- The Inquisition in Colonial Latin America: Selected Writings of Richard E. Greenleaf Edited and introduced by James D. Riley
The late Richard E. Greenleaf, for nearly thirty years a faculty member and holder of the France V. Scholes Chair of Colonial Latin American History as well as director of the Stone Center for Latin American Studies at Tulane University, was a pioneer in the study of the Holy Office of the Inquisition in New Spain and elsewhere in Latin America. He authored two important books focused on the tribunal in sixteenth-century Mexico (Zumárraga and the Mexican Inquisition, 1536–1543 [Washington, DC, 1962] and The Mexican Inquisition of the Sixteenth Century [Albuquerque, 1969]) and subsequently extended the scope of his inquiry into the Inquisition and its officials and targets to the end of the colonial period and beyond central Mexico to include the “borderlands” regions of New Mexico and Louisiana. The scope of his work and its implications for understanding Mexican—and more broadly colonial Spanish American—society, institutions, and religion are well represented [End Page 181] in the present volume that is ably edited by James D. Riley, himself a scholar of religion and society in colonial Mexico and one of Greenleaf’s doctoral students.
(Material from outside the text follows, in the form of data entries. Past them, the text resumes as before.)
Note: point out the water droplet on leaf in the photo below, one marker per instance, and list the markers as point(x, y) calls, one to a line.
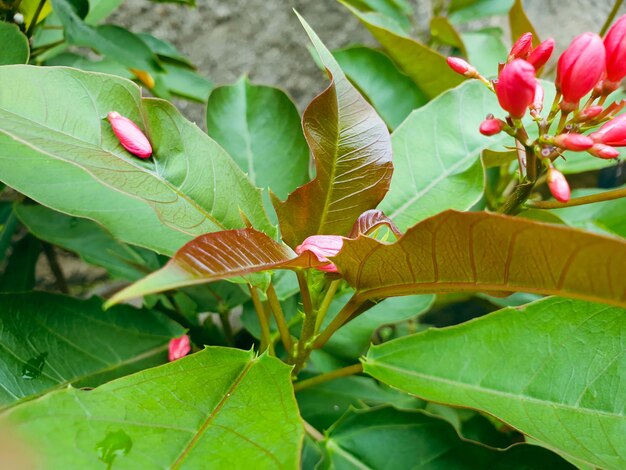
point(116, 443)
point(34, 366)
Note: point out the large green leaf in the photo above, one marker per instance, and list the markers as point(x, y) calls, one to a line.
point(87, 239)
point(552, 370)
point(56, 148)
point(436, 154)
point(479, 251)
point(392, 93)
point(352, 151)
point(426, 67)
point(391, 438)
point(50, 341)
point(260, 128)
point(14, 45)
point(219, 408)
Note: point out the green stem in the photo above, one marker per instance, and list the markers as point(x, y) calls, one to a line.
point(579, 201)
point(328, 298)
point(283, 328)
point(266, 339)
point(611, 17)
point(342, 317)
point(335, 374)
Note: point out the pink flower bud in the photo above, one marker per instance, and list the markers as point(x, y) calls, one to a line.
point(541, 54)
point(575, 142)
point(615, 45)
point(322, 246)
point(537, 104)
point(589, 113)
point(461, 67)
point(179, 347)
point(580, 68)
point(491, 126)
point(130, 136)
point(612, 133)
point(522, 47)
point(516, 87)
point(558, 185)
point(603, 151)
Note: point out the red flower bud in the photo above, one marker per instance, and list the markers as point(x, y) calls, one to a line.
point(522, 47)
point(612, 133)
point(589, 113)
point(615, 45)
point(516, 87)
point(322, 246)
point(603, 151)
point(179, 347)
point(491, 126)
point(130, 136)
point(462, 67)
point(541, 54)
point(558, 185)
point(537, 104)
point(575, 142)
point(580, 68)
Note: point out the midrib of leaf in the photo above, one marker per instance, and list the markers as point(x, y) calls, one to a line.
point(166, 183)
point(109, 368)
point(194, 440)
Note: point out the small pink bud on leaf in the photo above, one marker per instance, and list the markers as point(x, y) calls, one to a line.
point(491, 126)
point(580, 68)
point(575, 142)
point(612, 133)
point(516, 86)
point(129, 135)
point(615, 46)
point(522, 47)
point(179, 347)
point(558, 185)
point(322, 246)
point(541, 54)
point(461, 66)
point(605, 152)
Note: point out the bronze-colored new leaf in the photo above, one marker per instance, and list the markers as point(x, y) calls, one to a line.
point(352, 151)
point(478, 251)
point(215, 256)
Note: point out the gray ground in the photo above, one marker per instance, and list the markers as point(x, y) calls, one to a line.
point(263, 38)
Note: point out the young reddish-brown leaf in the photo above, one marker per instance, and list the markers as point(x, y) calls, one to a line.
point(215, 256)
point(478, 251)
point(352, 151)
point(369, 220)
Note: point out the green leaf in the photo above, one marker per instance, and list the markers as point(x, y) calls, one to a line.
point(220, 406)
point(219, 255)
point(189, 187)
point(480, 9)
point(353, 339)
point(14, 45)
point(87, 239)
point(323, 404)
point(484, 252)
point(425, 66)
point(50, 341)
point(520, 24)
point(567, 357)
point(109, 40)
point(391, 92)
point(352, 151)
point(436, 155)
point(391, 438)
point(260, 128)
point(485, 50)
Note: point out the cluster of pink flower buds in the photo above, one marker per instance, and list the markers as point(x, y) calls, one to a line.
point(589, 64)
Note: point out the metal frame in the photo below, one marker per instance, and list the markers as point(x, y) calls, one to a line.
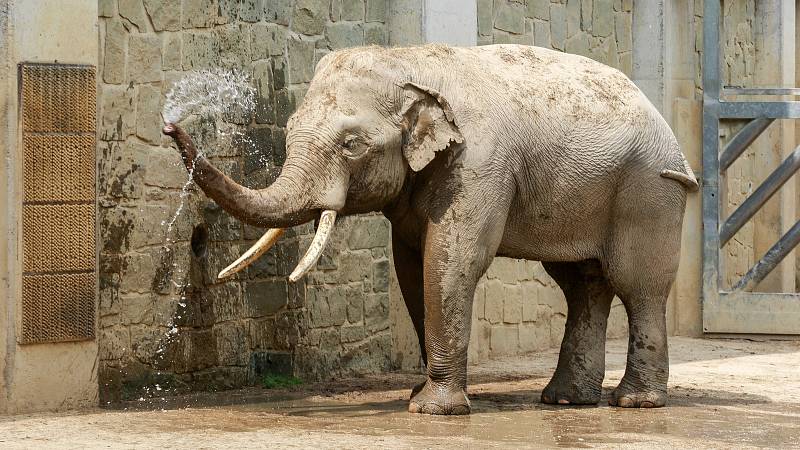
point(741, 311)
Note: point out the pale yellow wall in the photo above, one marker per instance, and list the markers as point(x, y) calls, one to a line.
point(48, 376)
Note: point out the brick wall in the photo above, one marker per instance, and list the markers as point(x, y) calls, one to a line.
point(164, 318)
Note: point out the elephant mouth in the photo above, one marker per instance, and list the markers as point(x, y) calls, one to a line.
point(326, 224)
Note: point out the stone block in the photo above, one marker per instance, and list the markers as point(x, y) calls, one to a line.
point(251, 10)
point(200, 51)
point(376, 311)
point(381, 274)
point(144, 58)
point(107, 8)
point(199, 13)
point(226, 300)
point(231, 338)
point(573, 17)
point(509, 16)
point(376, 11)
point(114, 343)
point(586, 15)
point(374, 34)
point(137, 273)
point(530, 302)
point(352, 10)
point(578, 45)
point(541, 34)
point(118, 112)
point(136, 309)
point(504, 340)
point(602, 18)
point(309, 16)
point(267, 39)
point(116, 44)
point(126, 171)
point(261, 333)
point(493, 310)
point(264, 298)
point(301, 60)
point(278, 11)
point(350, 334)
point(234, 48)
point(512, 304)
point(171, 58)
point(148, 114)
point(133, 10)
point(369, 233)
point(163, 14)
point(479, 301)
point(344, 35)
point(480, 345)
point(623, 31)
point(557, 322)
point(263, 363)
point(539, 9)
point(355, 305)
point(558, 26)
point(534, 337)
point(165, 169)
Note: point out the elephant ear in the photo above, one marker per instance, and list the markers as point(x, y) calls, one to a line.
point(430, 123)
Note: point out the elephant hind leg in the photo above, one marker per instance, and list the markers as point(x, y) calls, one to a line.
point(579, 375)
point(641, 264)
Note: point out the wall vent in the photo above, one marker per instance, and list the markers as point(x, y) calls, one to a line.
point(58, 210)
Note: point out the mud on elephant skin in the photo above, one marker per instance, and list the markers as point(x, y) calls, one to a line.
point(473, 153)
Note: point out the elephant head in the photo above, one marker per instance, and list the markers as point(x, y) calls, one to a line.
point(367, 122)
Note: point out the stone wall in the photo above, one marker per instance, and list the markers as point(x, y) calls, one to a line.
point(165, 320)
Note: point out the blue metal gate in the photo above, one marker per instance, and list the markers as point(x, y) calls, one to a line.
point(739, 310)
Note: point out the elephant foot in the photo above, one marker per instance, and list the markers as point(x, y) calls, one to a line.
point(561, 392)
point(439, 400)
point(628, 397)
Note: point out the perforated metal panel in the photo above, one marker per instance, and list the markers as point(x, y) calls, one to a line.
point(58, 212)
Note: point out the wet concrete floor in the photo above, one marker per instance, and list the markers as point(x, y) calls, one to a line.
point(723, 394)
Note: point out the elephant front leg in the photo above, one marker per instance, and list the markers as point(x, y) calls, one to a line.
point(408, 266)
point(452, 266)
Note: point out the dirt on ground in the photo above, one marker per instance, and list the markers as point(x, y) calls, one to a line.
point(723, 394)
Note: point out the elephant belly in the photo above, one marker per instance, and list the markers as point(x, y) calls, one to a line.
point(556, 232)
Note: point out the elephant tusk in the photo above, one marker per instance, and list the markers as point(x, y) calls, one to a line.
point(253, 253)
point(326, 221)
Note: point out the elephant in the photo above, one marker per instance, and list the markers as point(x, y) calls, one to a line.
point(476, 152)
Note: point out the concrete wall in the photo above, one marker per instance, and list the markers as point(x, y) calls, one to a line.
point(43, 376)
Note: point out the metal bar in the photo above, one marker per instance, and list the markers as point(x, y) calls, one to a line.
point(764, 192)
point(752, 312)
point(760, 91)
point(771, 259)
point(751, 110)
point(741, 141)
point(711, 90)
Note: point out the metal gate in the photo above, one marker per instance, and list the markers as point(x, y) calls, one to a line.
point(740, 310)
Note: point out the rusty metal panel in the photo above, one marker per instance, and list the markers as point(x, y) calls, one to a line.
point(59, 202)
point(57, 307)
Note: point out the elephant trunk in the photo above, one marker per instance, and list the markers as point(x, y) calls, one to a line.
point(282, 204)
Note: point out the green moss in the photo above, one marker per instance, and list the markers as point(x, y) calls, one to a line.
point(278, 381)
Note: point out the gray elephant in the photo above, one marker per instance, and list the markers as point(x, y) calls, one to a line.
point(473, 153)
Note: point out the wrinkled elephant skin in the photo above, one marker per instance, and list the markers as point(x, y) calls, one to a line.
point(500, 150)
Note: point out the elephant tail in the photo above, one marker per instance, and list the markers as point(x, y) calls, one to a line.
point(685, 175)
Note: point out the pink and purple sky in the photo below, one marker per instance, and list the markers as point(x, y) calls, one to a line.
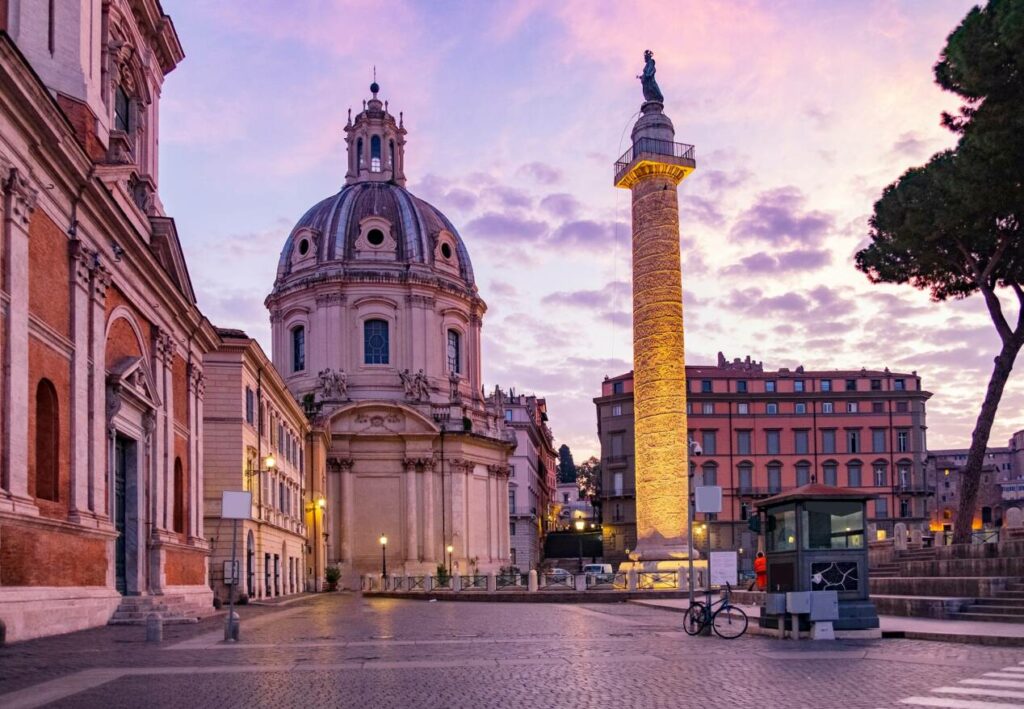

The edited work is divided into sections focusing on the Inquisition and indigenous practices; the Inquisition as a bureaucracy; relations among the Holy Office, the state, and religion; and the Inquisition in the borderlands. It also includes eleven previously published articles as well as a list of the archival sources used by Greenleaf in Spain and Mexico, a bibliography of works he cited, and Greenleaf’s curriculum vitae and publications. Focusing on the eighteenth and early-nineteenth centuries, the last five chapters showcase what probably is his lesser-known work.
Given the significance of Greenleaf’s scholarship that emphasized understanding the Holy Office as an institution embedded in the complex bureaucracy, politics, and society of New Spain, a single volume that brings this material together is a good addition to the steadily growing scholarship on the Mexican Inquisition. That literature includes such recent works as John F. Chuchiak IV’s The Inquisition in New Spain, 1536–1820: A Documentary History (Baltimore, 2012; Chuchiak was one of Greenleaf’s many doctoral students). Unfortunately, its usefulness to scholars is limited by the perplexing decision to omit most of the footnotes from the original articles. This exclusion inevitably raises the question of the intentions that informed this project. If the purpose was to make Greenleaf’s work on the Inquisition more easily available to a generation of younger scholars, they inevitably will find themselves seeking out the original journal publications (which in any case are not especially obscure, as many of his articles were published in The Americas, Hispanic American Historical Review, and New Mexico Historical Review). Perhaps, then, the hope was to introduce Greenleaf’s scholarship on the Inquisition to a wider or possibly an undergraduate audience; but in its present format the book is unlikely to have broad appeal, as none of the apparatus is present that would enhance its pedagogical effectiveness (such as illustrations, excerpts from primary sources, or questions to frame discussion). The volume’s real purpose seems to have been to highlight and honor the work of a remarkably prolific and influential scholar. In that sense it is commendable and welcome.